Word XML's Context Free Chunks: Building a document from multiple pieces of content
This is a bit of a more obscure feature that I like to point out every now and then. It's great if you are interested in building up a Word document from multiple pieces of content. This is a common scenario I've talked with a number of folks about over the years. In the design of WordprocessingML it was clear that we should make it easier to bring document fragments with rich formatting into an existing Word XML document without having to do a bunch of extra clean up work around style name conflicts, etc.
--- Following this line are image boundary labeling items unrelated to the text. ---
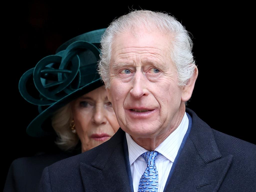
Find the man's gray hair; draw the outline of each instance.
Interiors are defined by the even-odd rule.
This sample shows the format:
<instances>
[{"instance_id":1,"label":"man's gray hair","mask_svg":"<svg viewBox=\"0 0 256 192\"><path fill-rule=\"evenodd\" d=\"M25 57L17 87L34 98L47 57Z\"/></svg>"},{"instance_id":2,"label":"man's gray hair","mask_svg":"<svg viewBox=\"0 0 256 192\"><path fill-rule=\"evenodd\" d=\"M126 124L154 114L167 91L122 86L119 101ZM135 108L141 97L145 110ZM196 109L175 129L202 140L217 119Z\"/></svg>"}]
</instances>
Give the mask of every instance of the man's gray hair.
<instances>
[{"instance_id":1,"label":"man's gray hair","mask_svg":"<svg viewBox=\"0 0 256 192\"><path fill-rule=\"evenodd\" d=\"M134 29L145 28L149 31L158 30L169 34L172 48L171 58L175 63L178 85L186 85L196 67L192 52L192 41L185 27L168 14L141 10L135 10L114 20L107 28L101 41L102 54L98 71L107 88L110 87L109 65L112 43L115 37Z\"/></svg>"}]
</instances>

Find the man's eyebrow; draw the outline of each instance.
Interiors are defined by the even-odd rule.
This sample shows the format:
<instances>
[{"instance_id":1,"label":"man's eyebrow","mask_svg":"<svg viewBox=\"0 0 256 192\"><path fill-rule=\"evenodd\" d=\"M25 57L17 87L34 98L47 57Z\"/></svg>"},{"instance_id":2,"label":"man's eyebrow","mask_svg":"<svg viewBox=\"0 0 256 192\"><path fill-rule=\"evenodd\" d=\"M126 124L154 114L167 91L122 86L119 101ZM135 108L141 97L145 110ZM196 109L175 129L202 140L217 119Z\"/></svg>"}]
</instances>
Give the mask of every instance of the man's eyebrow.
<instances>
[{"instance_id":1,"label":"man's eyebrow","mask_svg":"<svg viewBox=\"0 0 256 192\"><path fill-rule=\"evenodd\" d=\"M147 60L144 61L143 61L143 63L144 63L145 64L147 65L150 65L153 66L155 67L158 69L162 70L166 70L168 68L168 66L166 64L163 63L157 63L151 60Z\"/></svg>"},{"instance_id":2,"label":"man's eyebrow","mask_svg":"<svg viewBox=\"0 0 256 192\"><path fill-rule=\"evenodd\" d=\"M130 66L131 63L122 63L118 62L113 62L112 64L112 68L114 69L116 69L121 67L125 66Z\"/></svg>"}]
</instances>

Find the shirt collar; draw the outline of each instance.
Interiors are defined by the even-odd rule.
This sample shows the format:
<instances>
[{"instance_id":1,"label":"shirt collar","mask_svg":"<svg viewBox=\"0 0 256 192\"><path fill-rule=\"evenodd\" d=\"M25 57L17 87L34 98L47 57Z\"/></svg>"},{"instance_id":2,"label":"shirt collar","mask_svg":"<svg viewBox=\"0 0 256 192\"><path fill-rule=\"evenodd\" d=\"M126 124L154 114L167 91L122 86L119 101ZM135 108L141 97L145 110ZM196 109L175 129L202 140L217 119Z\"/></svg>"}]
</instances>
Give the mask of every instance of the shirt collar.
<instances>
[{"instance_id":1,"label":"shirt collar","mask_svg":"<svg viewBox=\"0 0 256 192\"><path fill-rule=\"evenodd\" d=\"M174 161L188 126L188 118L185 112L180 124L154 151L159 152L173 163ZM142 154L147 150L137 144L131 135L125 133L129 161L131 166ZM161 159L161 157L158 158Z\"/></svg>"}]
</instances>

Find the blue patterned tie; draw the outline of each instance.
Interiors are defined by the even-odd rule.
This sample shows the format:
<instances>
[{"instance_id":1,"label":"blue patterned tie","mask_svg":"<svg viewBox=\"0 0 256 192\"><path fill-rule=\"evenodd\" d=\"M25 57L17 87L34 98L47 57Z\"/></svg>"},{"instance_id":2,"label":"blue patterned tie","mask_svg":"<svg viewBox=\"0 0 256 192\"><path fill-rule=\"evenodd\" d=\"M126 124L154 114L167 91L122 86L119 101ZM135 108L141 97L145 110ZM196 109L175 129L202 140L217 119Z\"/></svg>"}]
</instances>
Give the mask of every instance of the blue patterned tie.
<instances>
[{"instance_id":1,"label":"blue patterned tie","mask_svg":"<svg viewBox=\"0 0 256 192\"><path fill-rule=\"evenodd\" d=\"M147 163L147 168L140 179L138 192L158 191L158 172L155 161L160 154L157 151L147 151L141 155Z\"/></svg>"}]
</instances>

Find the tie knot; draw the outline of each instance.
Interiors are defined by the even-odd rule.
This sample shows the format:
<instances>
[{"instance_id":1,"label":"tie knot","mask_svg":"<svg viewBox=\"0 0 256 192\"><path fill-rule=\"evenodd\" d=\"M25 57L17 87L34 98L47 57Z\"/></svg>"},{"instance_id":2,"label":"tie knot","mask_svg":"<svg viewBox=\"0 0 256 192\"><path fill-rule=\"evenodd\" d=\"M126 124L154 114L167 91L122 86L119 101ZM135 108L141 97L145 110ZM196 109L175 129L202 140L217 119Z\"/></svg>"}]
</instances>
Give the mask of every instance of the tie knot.
<instances>
[{"instance_id":1,"label":"tie knot","mask_svg":"<svg viewBox=\"0 0 256 192\"><path fill-rule=\"evenodd\" d=\"M157 151L147 151L141 155L147 164L147 166L156 166L155 161L156 157L160 154Z\"/></svg>"}]
</instances>

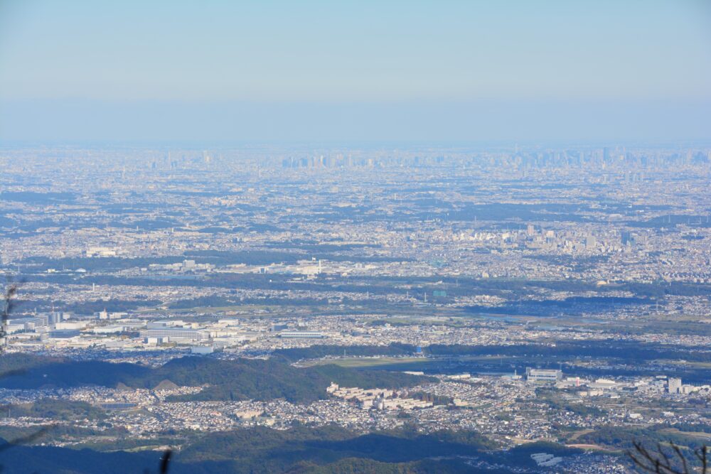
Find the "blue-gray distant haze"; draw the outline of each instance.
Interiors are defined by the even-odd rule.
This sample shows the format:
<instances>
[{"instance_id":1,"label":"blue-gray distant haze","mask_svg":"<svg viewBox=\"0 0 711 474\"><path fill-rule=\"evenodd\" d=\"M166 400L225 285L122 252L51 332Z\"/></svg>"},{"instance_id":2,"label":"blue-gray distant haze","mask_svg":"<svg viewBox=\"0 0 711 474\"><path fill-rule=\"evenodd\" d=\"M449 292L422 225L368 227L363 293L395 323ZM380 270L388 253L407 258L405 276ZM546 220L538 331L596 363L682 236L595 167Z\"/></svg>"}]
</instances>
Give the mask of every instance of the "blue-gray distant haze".
<instances>
[{"instance_id":1,"label":"blue-gray distant haze","mask_svg":"<svg viewBox=\"0 0 711 474\"><path fill-rule=\"evenodd\" d=\"M0 139L711 138L711 6L0 4Z\"/></svg>"}]
</instances>

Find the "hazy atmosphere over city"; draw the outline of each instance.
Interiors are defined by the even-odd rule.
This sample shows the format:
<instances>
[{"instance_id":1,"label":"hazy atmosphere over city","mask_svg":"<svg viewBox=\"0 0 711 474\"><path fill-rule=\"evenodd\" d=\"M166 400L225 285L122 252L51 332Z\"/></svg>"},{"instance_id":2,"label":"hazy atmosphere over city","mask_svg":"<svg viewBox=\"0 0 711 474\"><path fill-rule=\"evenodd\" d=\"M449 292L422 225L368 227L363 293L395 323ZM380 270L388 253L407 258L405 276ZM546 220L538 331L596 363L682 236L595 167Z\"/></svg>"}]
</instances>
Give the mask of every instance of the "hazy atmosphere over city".
<instances>
[{"instance_id":1,"label":"hazy atmosphere over city","mask_svg":"<svg viewBox=\"0 0 711 474\"><path fill-rule=\"evenodd\" d=\"M711 473L711 2L0 0L0 470Z\"/></svg>"}]
</instances>

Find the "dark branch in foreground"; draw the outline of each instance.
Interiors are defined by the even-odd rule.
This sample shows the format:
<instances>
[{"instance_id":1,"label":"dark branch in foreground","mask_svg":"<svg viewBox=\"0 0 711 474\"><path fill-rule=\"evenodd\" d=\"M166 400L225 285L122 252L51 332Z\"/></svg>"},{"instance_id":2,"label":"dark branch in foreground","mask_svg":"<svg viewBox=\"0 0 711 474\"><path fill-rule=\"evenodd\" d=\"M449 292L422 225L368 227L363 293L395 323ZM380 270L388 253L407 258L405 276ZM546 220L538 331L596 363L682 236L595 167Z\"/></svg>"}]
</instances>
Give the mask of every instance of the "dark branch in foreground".
<instances>
[{"instance_id":1,"label":"dark branch in foreground","mask_svg":"<svg viewBox=\"0 0 711 474\"><path fill-rule=\"evenodd\" d=\"M708 453L711 448L703 446L692 451L694 456L701 463L701 470L689 465L689 455L685 454L681 448L673 443L665 451L661 443L657 443L656 450L650 451L639 441L632 441L633 451L627 451L634 465L643 473L655 474L711 474L709 471ZM669 450L671 452L669 453Z\"/></svg>"}]
</instances>

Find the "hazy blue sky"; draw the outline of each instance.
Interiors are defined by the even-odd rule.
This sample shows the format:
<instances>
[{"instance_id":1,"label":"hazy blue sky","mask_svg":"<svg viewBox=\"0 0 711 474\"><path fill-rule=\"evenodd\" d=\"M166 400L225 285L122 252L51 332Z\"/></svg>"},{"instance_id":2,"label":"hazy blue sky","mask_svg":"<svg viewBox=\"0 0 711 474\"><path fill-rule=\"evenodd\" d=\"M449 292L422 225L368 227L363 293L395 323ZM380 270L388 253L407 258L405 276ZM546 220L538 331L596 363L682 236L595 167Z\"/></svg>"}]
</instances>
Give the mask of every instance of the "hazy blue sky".
<instances>
[{"instance_id":1,"label":"hazy blue sky","mask_svg":"<svg viewBox=\"0 0 711 474\"><path fill-rule=\"evenodd\" d=\"M0 138L711 138L711 1L0 0Z\"/></svg>"}]
</instances>

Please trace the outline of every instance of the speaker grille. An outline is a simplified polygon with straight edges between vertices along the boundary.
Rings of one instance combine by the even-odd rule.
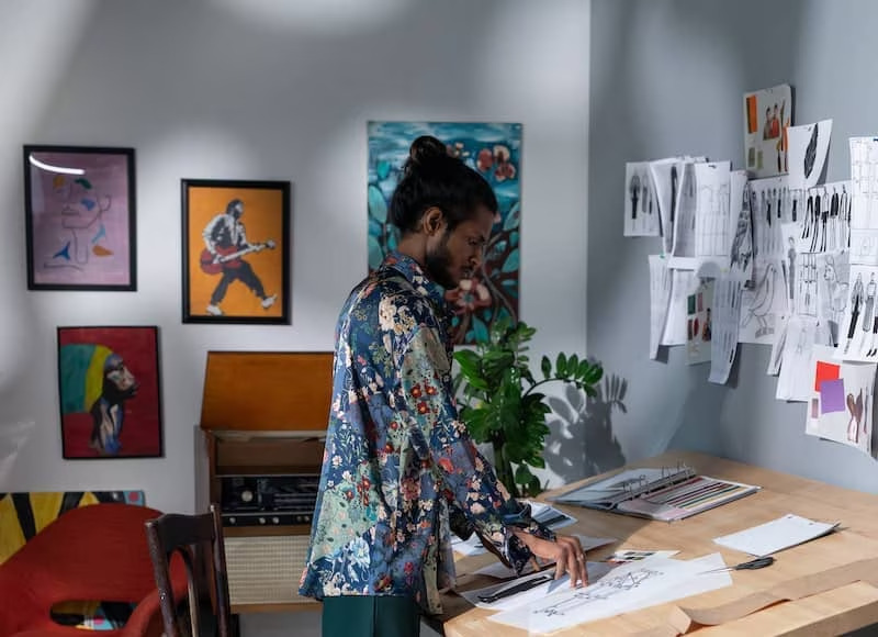
[[[305,604],[296,593],[308,536],[227,537],[228,592],[236,604]]]

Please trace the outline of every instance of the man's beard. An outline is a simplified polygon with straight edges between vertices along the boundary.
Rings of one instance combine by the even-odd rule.
[[[424,257],[424,269],[427,275],[442,286],[446,290],[453,290],[458,282],[451,275],[451,253],[448,250],[448,231],[444,232],[439,242],[439,246]]]

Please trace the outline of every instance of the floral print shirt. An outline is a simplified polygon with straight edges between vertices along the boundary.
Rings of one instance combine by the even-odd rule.
[[[475,530],[519,572],[531,554],[511,528],[552,538],[458,420],[449,318],[442,289],[398,253],[346,302],[300,594],[408,595],[440,613],[451,530]]]

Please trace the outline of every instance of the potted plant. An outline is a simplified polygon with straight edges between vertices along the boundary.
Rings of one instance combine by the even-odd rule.
[[[550,382],[564,382],[594,396],[594,385],[604,375],[599,364],[562,353],[554,364],[542,357],[543,378],[537,380],[527,356],[527,344],[536,333],[524,321],[513,325],[509,320],[499,320],[492,325],[487,340],[476,343],[474,349],[454,353],[460,366],[460,417],[473,440],[491,443],[497,478],[516,498],[541,491],[531,468],[545,467],[545,415],[552,410],[545,394],[536,390]]]

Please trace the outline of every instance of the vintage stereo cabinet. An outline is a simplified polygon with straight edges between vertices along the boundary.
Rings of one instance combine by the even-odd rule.
[[[196,509],[214,502],[222,510],[233,613],[315,607],[296,591],[331,376],[331,353],[207,353]]]

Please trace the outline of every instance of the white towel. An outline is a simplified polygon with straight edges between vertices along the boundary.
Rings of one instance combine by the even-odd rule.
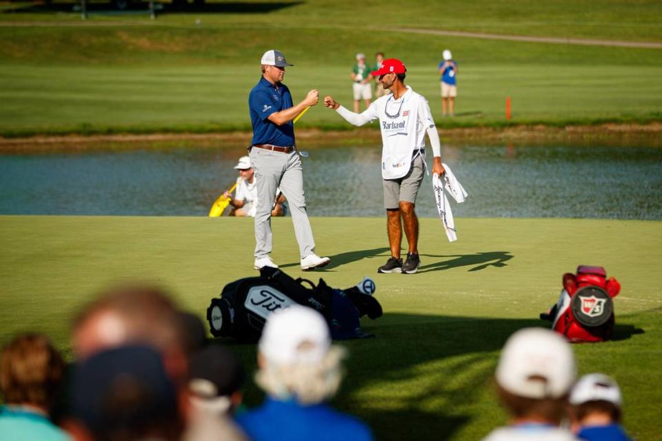
[[[439,214],[439,218],[446,232],[446,237],[449,242],[457,240],[457,232],[455,229],[455,220],[453,219],[453,212],[450,209],[450,203],[446,197],[446,191],[450,194],[458,203],[464,202],[468,196],[462,185],[455,178],[455,175],[450,171],[445,164],[442,164],[444,170],[443,182],[439,179],[437,174],[432,175],[432,191],[434,192],[434,201],[437,202],[437,211]]]
[[[441,165],[443,167],[443,181],[445,183],[445,188],[446,191],[450,194],[450,196],[453,196],[455,202],[459,204],[462,203],[464,202],[465,198],[469,195],[467,194],[467,192],[464,190],[462,184],[459,183],[455,177],[455,175],[453,174],[450,167],[444,163],[442,163]]]

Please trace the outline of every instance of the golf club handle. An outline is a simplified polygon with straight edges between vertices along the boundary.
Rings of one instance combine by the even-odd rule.
[[[297,121],[298,121],[301,118],[301,116],[303,116],[303,114],[304,114],[306,112],[308,111],[308,109],[310,109],[310,106],[309,105],[308,107],[305,107],[305,109],[303,109],[303,110],[301,110],[301,113],[300,113],[300,114],[299,114],[298,115],[297,115],[296,116],[294,116],[294,119],[292,121],[292,124],[296,124],[296,123],[297,123]]]

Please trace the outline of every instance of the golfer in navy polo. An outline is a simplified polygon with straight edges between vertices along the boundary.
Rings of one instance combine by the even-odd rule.
[[[301,269],[312,269],[328,264],[328,257],[315,254],[315,241],[305,211],[301,160],[294,143],[292,120],[306,108],[315,105],[319,92],[312,90],[297,105],[292,105],[288,86],[281,83],[288,64],[276,50],[262,56],[262,77],[250,91],[248,107],[253,125],[250,163],[257,178],[257,211],[255,214],[256,269],[277,268],[270,254],[273,246],[271,210],[276,189],[288,198],[294,234],[299,243]]]

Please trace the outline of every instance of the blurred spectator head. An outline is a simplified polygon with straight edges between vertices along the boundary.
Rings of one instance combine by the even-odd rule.
[[[582,424],[588,418],[603,417],[610,423],[621,422],[623,398],[616,380],[602,373],[585,375],[570,393],[570,416]]]
[[[192,404],[211,413],[232,413],[241,402],[245,373],[231,351],[212,345],[191,356],[189,393]]]
[[[79,358],[129,343],[161,351],[181,349],[181,326],[177,307],[161,289],[120,286],[102,292],[83,311],[74,325],[72,343]]]
[[[195,353],[207,346],[207,329],[197,314],[181,311],[177,313],[177,318],[186,353]]]
[[[568,342],[552,331],[527,328],[508,338],[496,379],[502,401],[514,417],[558,424],[575,376]]]
[[[269,316],[259,352],[256,381],[276,399],[317,403],[338,390],[344,351],[331,345],[326,321],[312,308],[294,305]]]
[[[175,388],[148,346],[103,350],[74,368],[74,418],[97,441],[177,440],[183,430]]]
[[[34,334],[17,337],[0,354],[0,390],[5,402],[48,410],[64,369],[64,360],[46,337]]]

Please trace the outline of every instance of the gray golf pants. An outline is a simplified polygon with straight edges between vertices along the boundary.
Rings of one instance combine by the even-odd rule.
[[[257,179],[257,209],[255,213],[255,258],[268,256],[273,247],[271,209],[276,189],[281,187],[288,198],[294,235],[301,258],[315,252],[312,229],[305,211],[301,160],[296,150],[291,153],[253,147],[250,164]]]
This is why we created the context free chunk element, to allow people to insert a block of content where all the style and list definitions were defined locally for that chunk rather than for the entire document.
Example Scenario:
The simplified version of the scenario is that you want the ability to dynamically generate a document bringing in content from other sources. The contents of the document could be based on a number of outside factors, such as who the user is that is authoring it, what they are writing about, what the conditions of the market are, etc. For example, imagine you work for an investment bank and you want a solution that automatically generates a report template based on the company, industry, and analyst that is going to write the report. In order to do this, you need to bring in content from all over the place and use it to create the document. There may be disclosure clauses that you want to insert; a chart that shows historical financial figures; boilerplate description of the company, etc.
Basics
This is just one example of something I've talked to a number of people about supporting. Rather than dig into the scenarios more though, I want to talk about one bit of functionality we had in the WordprocessingML schema for Office 2003 that was designed to address this case. I was planning to talk about this a bit later as I wanted to talk about more intro-level stuff first, but thanks to a great post last week by John Durant, I figured I would briefly describe it now.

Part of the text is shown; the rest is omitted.